Профессор, склонив голову, обтянутую тонкой морщинистой кожей с небольшим количеством пуха над ушами, сделал смысловую паузу, которой не замедлила воспользоваться Герань:
– Моисей Моисеевич имеет в виду, что именно в векторе позитивного труда, а не потребительства, мы сегодня воспитываем школьников. Рынок, с его неумолимыми законами, новые федеральные образовательные стандарты…
Но оппоненты не стали слушать Герань с ее давно понятным официозом.
– Та же самая психология трубы не мешает строить другую историю Арабским Эмиратам, – парировал редактор сентенции Дедова.
– Дело в том, что Арабские Эмираты ни на что не претендуют в мире, – как мог, отразил аргументацию экономист, – Абсолютно. Они живут сами, обеспечивают жизнь своим гражданам и, кстати, в социальном плане Арабские Эмираты намного дальше нас. Образование бесплатное, здравоохранение бесплатное, жилье выделяется бесплатно.

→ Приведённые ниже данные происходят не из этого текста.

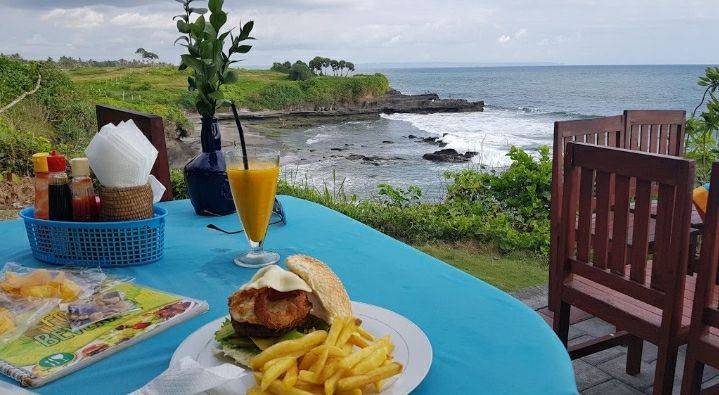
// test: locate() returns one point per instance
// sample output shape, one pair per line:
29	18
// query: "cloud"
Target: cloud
51	4
381	31
503	39
138	21
76	18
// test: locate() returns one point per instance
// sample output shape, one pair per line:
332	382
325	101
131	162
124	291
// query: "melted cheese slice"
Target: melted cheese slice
278	279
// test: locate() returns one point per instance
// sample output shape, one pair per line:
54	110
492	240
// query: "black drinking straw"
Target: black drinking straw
242	136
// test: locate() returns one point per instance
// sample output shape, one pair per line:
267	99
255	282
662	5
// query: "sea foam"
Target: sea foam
490	133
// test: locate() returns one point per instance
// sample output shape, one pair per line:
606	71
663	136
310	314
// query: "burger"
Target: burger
279	304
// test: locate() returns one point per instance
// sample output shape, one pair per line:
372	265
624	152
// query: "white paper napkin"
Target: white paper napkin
188	377
121	156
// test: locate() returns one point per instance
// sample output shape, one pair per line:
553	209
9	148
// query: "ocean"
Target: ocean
521	105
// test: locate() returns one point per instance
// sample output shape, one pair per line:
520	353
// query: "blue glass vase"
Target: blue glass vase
206	176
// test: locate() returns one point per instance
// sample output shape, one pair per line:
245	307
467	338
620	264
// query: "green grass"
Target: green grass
163	90
508	272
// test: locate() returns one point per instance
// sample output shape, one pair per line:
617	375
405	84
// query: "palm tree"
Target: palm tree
326	62
316	65
146	55
341	65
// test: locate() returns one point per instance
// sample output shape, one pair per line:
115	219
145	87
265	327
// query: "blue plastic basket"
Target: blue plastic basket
92	244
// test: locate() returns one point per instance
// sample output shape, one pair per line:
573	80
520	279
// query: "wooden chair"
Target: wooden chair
655	131
607	131
662	132
703	344
643	297
151	126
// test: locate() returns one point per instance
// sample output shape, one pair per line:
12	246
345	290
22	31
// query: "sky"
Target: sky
383	31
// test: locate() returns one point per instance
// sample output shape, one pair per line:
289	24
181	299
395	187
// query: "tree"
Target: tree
281	67
205	55
146	55
300	71
341	66
325	63
316	65
702	129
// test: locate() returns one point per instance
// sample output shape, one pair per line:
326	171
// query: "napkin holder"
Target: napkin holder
126	204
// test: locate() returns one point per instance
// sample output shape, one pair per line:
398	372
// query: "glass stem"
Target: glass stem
255	247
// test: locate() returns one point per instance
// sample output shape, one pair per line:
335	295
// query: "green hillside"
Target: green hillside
61	112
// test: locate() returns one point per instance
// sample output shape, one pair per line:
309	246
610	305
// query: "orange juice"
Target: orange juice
254	193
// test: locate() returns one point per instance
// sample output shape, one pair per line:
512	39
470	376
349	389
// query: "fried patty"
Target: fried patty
266	312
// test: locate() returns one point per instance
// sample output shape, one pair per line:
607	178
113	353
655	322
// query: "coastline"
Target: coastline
262	127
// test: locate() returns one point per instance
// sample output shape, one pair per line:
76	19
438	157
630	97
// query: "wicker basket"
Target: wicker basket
125	204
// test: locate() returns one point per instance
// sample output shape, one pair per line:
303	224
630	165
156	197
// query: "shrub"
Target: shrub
300	71
17	147
509	209
179	187
281	67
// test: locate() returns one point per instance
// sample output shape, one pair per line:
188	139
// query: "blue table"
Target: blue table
484	341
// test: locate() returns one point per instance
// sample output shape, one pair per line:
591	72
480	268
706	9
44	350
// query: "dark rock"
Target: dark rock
434	141
449	155
370	159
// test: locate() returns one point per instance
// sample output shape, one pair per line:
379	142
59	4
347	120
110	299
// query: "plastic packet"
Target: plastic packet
99	307
17	315
68	284
106	303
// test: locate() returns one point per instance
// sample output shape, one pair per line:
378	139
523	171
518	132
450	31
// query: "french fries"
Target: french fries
301	345
346	360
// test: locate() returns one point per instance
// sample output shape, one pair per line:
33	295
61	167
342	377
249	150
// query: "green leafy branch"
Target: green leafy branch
701	130
206	57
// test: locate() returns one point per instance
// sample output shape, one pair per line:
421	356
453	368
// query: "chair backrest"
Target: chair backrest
151	126
705	312
607	131
655	131
604	257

– Да, коммунизм просто, – с сарказмом добавил ащеул, – Не убедительно.
– Но так, сколько их там, во-первых? – растерялся было профессор, но в мгновение собрался и попытался восстановить реноме простым повтором вышесказанного, – И они же ни на что не претендуют. А мы же претендуем. Мы же великая страна. Мы – великая страна. И нам, чтобы на это претендовать, надо создавать базу какую-то. Основания должны быть. Так что, сырьевая база будет основанием для этого? Это же всем понятно. Не сегодня-завтра уйдет нефть, как главный энергетический сырьевой продукт. Ну, уйдет. Обязательно уйдет. А что будем делать тогда? На чем будем кормить бюджет? Вы посмотрите, чуть-чуть нефть упала – сорок и ниже, сразу заговорили. Модернизация нужна, перестройка нужна. Вот сейчас нефть поднялась. И ни звука. Все опять нормально.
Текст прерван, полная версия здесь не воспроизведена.